“Is it so bad as that?” Hewson gasped.
“Yes, it is. It’s so bad that sometimes I can’t realize it. Do you actually mean to tell me, Hewson that you saw a ghost in my house?”
“I never said a ghost. I said an apparition. I don’t know what it was. It may have been an optical delusion. I call it an apparition, because that’s the shortest way out. You know I’m not a spiritualist.”
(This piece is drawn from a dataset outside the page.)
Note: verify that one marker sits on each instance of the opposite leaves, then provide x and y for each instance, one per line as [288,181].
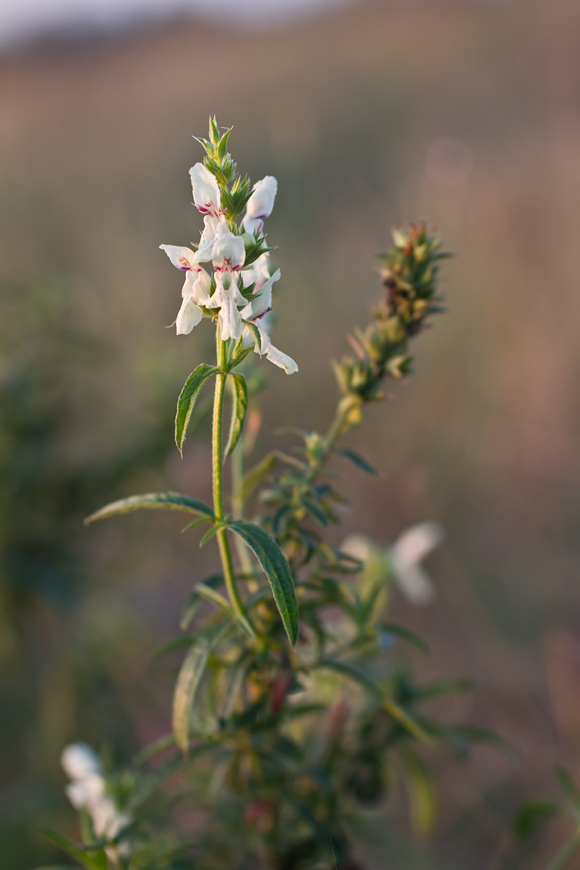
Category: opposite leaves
[187,399]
“Yes, that’s the devil of it,” said St. John. “That’s the very thing that makes people believe it _is_ a ghost. There isn’t one of them that don’t say to himself and the other fellows that if a cool, clear-headed chap like you saw something queer, it _must_ have been a ghost; and so they go on knocking my house down in price till I don’t believe it would fetch fifteen hundred under the hammer to-morrow. It’s simply ruin to me.”
“Ruin?” Hewson echoed.
“Yes, ruin,” St. John repeated. “Before this thing came out I refused twenty-five thousand for the place, because I knew I could get twenty-eight thousand. Now I couldn’t get twenty-eight hundred. Couldn’t you understand that the reputation of being haunted simply plays the devil with a piece of property?” “Yes; yes, I did understand that, and for that very reason I was always careful--”
“Careful! To tell people that you had seen a ghost in my house?”
“No! _Not_ to tell them where I had seen a ghost. I never--”
“How did it get out then?”
“I,” Hewson began, and then he stood with his mouth open, unable to close it for the articulation of the next word, which he at last huskily whispered forth, “can’t tell you.”